Amharic - ሳዲቅ & ሳኒ ሐቢብ Arabic - تفسير المیسر Azərbaycanca - Alikhan Musayev Bengali - জহুরুল হক Bosnian - Besim Korkut Deutsch - Abu Rida Muhammad ibn Ahmad Deutsch - Bubenheim & Elyas Deutsch - Adel Theodor Khoury English - Sayyid Abul Ala Maududi English - Saheeh International English - Mohammad Habib Shakir English - Abdullah Yusuf Ali Español - Muhammad Isa García Farsi - آیتی Français - Muhammad Hamidullah Indonesian - Kementerian Agama Italiano - Hamza Roberto Piccardo Japanese - 日本語翻訳 Korean - 한국어 번역 Kurdish - تهفسیری ئاسان Malay - Basmeih Русский - Эльмир Кулиев Русский - Аль-Мунтахаб Svenska - Bernström Tajik - Оятӣ Türkçe - Abdulbakî Gölpınarlı Türkçe - Yasar Nuri Öztürk Tatarça - Ногмани тәфсире Українська - Михайло Якубович Urdu - جالندہری Ozbek - Мухаммад Содик Chinese - 穆罕默德马健
بِسْمِ اللَّهِ الرَّحْمَٰنِ الرَّحِيمِ
قَدْ أَفْلَحَ ٱلْمُؤْمِنُونَ
Qad aflahal mu'minoon
Gerçekten de kurtulmuşlardır, muratlarına ermişlerdir inananlar.

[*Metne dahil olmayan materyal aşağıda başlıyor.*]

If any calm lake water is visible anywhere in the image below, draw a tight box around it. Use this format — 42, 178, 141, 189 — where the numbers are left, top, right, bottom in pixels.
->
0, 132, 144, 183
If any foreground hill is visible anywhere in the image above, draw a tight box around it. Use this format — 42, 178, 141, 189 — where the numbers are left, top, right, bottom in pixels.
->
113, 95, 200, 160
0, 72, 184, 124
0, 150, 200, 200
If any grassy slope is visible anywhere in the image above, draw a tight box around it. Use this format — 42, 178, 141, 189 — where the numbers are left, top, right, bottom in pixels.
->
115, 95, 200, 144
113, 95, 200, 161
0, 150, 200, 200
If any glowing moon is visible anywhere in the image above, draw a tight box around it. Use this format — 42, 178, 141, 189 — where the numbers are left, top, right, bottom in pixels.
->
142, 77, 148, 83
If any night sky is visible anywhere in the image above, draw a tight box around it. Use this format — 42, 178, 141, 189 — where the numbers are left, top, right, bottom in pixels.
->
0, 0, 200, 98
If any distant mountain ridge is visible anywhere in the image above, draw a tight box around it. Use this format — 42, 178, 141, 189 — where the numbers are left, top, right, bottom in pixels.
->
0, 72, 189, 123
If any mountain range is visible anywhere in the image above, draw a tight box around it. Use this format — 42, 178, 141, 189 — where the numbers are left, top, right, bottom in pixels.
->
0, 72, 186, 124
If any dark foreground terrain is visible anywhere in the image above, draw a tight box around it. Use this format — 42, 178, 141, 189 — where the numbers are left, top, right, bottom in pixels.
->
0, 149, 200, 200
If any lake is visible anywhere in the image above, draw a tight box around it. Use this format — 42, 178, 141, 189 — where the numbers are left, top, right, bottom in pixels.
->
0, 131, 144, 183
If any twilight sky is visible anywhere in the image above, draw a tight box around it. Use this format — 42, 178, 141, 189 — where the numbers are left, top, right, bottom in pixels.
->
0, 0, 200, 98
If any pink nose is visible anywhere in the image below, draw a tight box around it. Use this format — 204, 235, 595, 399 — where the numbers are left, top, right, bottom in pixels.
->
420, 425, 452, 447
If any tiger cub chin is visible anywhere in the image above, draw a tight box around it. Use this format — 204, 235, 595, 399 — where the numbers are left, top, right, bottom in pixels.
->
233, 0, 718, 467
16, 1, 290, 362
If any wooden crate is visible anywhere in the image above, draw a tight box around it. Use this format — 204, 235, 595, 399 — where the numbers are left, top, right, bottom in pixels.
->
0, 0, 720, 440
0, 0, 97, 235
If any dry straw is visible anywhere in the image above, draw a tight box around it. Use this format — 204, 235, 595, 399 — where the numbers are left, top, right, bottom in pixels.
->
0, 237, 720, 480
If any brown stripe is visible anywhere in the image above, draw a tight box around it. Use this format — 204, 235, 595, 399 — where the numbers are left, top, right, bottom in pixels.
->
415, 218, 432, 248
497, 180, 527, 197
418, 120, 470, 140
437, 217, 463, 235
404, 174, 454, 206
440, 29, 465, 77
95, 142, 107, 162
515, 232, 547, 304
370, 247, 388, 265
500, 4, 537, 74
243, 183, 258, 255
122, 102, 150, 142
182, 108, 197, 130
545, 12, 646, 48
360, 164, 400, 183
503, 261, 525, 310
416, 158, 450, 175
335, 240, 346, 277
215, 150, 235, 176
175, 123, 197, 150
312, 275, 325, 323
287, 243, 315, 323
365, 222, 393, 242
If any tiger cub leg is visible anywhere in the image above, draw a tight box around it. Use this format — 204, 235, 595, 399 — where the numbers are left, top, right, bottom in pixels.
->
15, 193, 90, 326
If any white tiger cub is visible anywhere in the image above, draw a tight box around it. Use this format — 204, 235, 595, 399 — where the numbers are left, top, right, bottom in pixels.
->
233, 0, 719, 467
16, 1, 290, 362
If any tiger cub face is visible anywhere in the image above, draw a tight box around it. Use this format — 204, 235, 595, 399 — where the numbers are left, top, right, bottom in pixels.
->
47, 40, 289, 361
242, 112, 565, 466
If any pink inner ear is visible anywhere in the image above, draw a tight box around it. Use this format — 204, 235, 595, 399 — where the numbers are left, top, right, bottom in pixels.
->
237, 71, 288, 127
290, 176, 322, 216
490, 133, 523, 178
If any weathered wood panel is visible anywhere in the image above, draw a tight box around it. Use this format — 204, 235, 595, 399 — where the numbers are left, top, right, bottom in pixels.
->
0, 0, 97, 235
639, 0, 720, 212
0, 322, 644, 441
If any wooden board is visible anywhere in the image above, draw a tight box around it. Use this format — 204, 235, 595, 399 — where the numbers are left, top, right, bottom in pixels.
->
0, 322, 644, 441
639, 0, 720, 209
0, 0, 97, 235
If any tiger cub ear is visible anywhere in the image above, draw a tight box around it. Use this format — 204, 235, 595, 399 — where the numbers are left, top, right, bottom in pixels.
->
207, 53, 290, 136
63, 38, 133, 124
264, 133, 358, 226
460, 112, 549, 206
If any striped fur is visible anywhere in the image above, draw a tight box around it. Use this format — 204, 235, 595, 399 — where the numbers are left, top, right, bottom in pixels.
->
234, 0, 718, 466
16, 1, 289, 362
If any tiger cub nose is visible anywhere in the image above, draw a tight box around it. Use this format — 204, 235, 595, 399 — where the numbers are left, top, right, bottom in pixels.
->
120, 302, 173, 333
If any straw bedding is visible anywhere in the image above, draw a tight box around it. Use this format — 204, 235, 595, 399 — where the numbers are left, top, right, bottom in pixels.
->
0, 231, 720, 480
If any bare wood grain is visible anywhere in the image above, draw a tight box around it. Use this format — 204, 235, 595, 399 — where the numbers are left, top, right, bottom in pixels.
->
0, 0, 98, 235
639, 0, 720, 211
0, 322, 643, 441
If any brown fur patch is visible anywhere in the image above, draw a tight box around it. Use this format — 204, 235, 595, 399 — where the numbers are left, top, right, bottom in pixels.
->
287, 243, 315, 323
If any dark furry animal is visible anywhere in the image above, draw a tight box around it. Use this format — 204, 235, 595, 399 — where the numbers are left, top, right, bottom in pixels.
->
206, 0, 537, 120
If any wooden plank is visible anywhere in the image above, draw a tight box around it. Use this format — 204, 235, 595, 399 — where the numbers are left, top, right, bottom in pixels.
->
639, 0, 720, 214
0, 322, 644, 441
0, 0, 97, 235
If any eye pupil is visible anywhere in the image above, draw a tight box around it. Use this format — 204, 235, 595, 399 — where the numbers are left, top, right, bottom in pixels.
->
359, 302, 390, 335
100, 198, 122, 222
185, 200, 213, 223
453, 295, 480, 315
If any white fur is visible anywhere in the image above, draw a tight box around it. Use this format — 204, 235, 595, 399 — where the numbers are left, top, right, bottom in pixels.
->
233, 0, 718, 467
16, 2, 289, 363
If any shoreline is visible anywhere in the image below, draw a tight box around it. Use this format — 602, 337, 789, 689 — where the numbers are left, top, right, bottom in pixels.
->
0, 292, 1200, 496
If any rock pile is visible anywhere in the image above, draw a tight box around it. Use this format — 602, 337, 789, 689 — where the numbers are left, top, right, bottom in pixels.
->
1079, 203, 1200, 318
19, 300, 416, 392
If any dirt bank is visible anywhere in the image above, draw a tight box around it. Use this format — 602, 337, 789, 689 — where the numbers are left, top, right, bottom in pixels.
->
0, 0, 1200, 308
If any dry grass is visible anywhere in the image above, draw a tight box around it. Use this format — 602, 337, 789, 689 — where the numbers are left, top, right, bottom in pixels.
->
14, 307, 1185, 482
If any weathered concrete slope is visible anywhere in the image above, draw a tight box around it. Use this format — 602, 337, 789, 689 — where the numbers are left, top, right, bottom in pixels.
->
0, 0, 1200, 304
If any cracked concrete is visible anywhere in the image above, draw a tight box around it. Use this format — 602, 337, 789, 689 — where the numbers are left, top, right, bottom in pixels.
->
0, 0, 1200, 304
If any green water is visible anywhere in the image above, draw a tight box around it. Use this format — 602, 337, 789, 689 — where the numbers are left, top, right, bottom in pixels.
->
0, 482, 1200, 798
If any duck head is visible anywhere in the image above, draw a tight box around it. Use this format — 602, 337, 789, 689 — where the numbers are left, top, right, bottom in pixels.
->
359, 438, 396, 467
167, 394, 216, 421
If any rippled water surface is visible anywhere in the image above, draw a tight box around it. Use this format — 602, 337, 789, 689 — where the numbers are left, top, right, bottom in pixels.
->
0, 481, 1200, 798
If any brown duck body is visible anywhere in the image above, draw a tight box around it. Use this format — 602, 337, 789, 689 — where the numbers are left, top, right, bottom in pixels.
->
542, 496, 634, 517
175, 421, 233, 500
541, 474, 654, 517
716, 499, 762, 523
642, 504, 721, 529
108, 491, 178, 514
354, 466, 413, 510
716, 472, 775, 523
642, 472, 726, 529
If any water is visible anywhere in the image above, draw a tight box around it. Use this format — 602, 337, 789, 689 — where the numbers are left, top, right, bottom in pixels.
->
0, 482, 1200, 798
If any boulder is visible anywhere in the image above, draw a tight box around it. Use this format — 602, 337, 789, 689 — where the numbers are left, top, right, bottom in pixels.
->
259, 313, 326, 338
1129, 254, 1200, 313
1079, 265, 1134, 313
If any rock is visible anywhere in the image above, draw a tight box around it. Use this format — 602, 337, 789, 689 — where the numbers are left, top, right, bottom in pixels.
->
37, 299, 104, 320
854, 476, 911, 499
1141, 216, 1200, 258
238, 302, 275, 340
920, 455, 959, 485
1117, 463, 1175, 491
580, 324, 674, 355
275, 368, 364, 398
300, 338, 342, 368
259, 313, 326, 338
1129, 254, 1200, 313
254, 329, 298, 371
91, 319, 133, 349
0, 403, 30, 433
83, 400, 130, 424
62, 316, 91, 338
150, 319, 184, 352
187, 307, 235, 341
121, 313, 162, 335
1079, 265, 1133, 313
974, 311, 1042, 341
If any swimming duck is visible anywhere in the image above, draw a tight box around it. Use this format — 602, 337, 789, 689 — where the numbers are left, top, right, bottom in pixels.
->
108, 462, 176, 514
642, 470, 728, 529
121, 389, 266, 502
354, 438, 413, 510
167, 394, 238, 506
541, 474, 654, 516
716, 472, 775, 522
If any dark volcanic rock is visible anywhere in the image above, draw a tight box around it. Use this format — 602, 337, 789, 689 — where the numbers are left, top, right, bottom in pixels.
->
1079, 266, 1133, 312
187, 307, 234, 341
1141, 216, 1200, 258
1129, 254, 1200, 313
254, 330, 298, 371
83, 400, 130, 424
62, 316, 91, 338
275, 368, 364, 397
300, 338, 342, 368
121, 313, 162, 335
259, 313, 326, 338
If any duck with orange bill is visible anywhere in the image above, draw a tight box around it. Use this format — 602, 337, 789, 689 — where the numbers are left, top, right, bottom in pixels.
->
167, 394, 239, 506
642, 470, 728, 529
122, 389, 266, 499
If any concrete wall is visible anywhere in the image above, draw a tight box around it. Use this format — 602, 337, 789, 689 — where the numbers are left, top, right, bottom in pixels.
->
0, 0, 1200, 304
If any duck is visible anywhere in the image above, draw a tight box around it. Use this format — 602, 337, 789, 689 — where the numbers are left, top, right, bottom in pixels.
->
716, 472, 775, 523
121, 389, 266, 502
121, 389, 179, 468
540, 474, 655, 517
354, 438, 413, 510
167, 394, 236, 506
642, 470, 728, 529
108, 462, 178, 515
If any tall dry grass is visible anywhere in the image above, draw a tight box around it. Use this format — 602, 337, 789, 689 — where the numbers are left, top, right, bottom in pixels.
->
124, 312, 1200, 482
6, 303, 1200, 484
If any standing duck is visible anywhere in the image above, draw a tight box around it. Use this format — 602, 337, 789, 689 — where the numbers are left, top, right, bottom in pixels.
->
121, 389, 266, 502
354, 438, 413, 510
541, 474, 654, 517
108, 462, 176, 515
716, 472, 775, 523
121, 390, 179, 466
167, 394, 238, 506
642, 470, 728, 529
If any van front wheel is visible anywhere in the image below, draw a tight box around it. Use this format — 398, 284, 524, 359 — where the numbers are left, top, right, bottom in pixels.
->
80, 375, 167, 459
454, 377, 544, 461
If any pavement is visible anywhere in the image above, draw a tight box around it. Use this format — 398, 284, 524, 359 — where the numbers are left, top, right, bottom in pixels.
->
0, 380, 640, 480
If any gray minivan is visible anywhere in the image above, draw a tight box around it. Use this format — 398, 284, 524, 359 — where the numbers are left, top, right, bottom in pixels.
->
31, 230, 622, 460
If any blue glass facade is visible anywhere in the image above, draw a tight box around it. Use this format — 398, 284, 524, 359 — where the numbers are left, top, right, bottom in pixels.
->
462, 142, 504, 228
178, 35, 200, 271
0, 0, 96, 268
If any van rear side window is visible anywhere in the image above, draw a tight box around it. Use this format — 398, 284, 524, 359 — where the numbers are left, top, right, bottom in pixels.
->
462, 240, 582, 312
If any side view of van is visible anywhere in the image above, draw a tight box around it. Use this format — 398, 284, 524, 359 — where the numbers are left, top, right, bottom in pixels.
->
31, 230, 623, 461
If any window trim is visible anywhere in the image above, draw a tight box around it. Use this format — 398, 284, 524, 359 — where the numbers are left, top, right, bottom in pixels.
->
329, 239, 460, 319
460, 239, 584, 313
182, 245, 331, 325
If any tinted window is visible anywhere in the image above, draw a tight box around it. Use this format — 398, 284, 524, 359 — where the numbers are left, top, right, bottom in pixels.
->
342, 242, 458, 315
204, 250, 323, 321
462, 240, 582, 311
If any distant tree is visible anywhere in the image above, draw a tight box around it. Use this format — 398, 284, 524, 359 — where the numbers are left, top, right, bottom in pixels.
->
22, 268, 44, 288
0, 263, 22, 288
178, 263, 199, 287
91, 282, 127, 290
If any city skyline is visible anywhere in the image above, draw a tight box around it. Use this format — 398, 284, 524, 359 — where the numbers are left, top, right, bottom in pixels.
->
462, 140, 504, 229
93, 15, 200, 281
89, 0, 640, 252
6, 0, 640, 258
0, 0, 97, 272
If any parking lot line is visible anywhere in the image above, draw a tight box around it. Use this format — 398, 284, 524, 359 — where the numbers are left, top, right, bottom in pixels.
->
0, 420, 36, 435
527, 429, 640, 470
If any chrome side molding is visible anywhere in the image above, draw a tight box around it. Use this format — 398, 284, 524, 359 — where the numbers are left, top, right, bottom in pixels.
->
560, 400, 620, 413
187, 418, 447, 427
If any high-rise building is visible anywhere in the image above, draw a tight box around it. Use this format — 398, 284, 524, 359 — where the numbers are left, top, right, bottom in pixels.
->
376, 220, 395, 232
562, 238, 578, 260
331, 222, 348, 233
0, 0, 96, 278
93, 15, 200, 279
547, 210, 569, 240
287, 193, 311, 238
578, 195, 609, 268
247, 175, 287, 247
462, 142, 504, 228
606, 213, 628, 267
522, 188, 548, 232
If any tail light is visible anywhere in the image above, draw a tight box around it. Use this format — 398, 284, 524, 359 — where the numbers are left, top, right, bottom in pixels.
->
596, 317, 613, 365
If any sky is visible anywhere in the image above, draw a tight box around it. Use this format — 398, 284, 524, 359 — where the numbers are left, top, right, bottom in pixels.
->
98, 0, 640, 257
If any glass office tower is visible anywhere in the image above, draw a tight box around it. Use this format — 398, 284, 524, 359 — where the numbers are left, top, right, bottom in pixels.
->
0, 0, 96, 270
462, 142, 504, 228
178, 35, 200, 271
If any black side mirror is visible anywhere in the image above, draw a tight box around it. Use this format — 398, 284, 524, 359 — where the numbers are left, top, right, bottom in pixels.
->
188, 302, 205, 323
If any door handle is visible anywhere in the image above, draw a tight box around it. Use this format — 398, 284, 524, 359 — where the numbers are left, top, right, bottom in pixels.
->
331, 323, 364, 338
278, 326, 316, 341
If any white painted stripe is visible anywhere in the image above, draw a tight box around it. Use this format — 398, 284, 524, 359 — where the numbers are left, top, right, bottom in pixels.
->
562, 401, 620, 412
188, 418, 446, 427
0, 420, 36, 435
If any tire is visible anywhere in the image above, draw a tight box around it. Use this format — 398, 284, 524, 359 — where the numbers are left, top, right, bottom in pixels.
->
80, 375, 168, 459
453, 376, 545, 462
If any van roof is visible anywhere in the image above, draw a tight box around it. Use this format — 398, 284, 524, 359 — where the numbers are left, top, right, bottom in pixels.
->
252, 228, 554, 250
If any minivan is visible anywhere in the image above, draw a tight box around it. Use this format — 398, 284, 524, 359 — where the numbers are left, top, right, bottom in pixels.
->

ٱلَّذِينَ هُمْ فِى صَلَاتِهِمْ خَٰشِعُونَ
Allazeena hum fee Salaatihim khaashi'oon
Öyle kişilerdir onlar ki namazlarını gönül alçaklığıyla kılarlar.
وَٱلَّذِينَ هُمْ عَنِ ٱللَّغْوِ مُعْرِضُونَ
Wallazeena hum 'anillaghwimu'ridoon
Ve öyle kişilerdir onlar ki boş şeylerden yüz çevirirler.
وَٱلَّذِينَ هُمْ لِلزَّكَوٰةِ فَٰعِلُونَ
Wallazeena hum liz Zakaati faa'iloon
Ve öyle kişilerdir onlar ki zekatlarını verirler.
وَٱلَّذِينَ هُمْ لِفُرُوجِهِمْ حَٰفِظُونَ
Wallazeena hum lifuroo jihim haafizoon
Ve öyle kişilerdir onlar ki ırzlarını korurlar.
إِلَّا عَلَىٰٓ أَزْوَٰجِهِمْ أَوْ مَا مَلَكَتْ أَيْمَٰنُهُمْ فَإِنَّهُمْ غَيْرُ مَلُومِينَ
Illaa 'alaaa azwaajihim aw maa malakat aimaanuhum fa innahum ghairu maloomeen
Ancak eşleri, ve malları olan cariyeleri müstesna ve bunda da hiç kınanmaz onlar.
فَمَنِ ٱبْتَغَىٰ وَرَآءَ ذَٰلِكَ فَأُو۟لَٰٓئِكَ هُمُ ٱلْعَادُونَ
Famanib taghaa waraaa'a zaalika fa ulaaa'ika humul 'aadoon
Bunun ötesinde bir şey isteyenlerse, onlardır haddi aşanlar.
وَٱلَّذِينَ هُمْ لِأَمَٰنَٰتِهِمْ وَعَهْدِهِمْ رَٰعُونَ
Wallazeena hum li amaanaatihim wa 'ahdihim raa'oon
Ve öyle kişilerdir onlar ki emanetlerine ve ahitlerine riayet ederler.
وَٱلَّذِينَ هُمْ عَلَىٰ صَلَوَٰتِهِمْ يُحَافِظُونَ
Wallazeena hum 'alaa Salawaatihim yuhaafizoon
Ve öyle kişilerdir onlar ki namazlarını korurlar.
أُو۟لَٰٓئِكَ هُمُ ٱلْوَٰرِثُونَ
Ulaaa'ika humul waarisoon
Onlardır mirasçılar.
ٱلَّذِينَ يَرِثُونَ ٱلْفِرْدَوْسَ هُمْ فِيهَا خَٰلِدُونَ
Allazeena yarisoonal Firdawsa hum feehaa khaalidoon
Öyle kişilerdir onlar ki Firdevs'i miras alırlar ve onlar orada ebedi kalırlar.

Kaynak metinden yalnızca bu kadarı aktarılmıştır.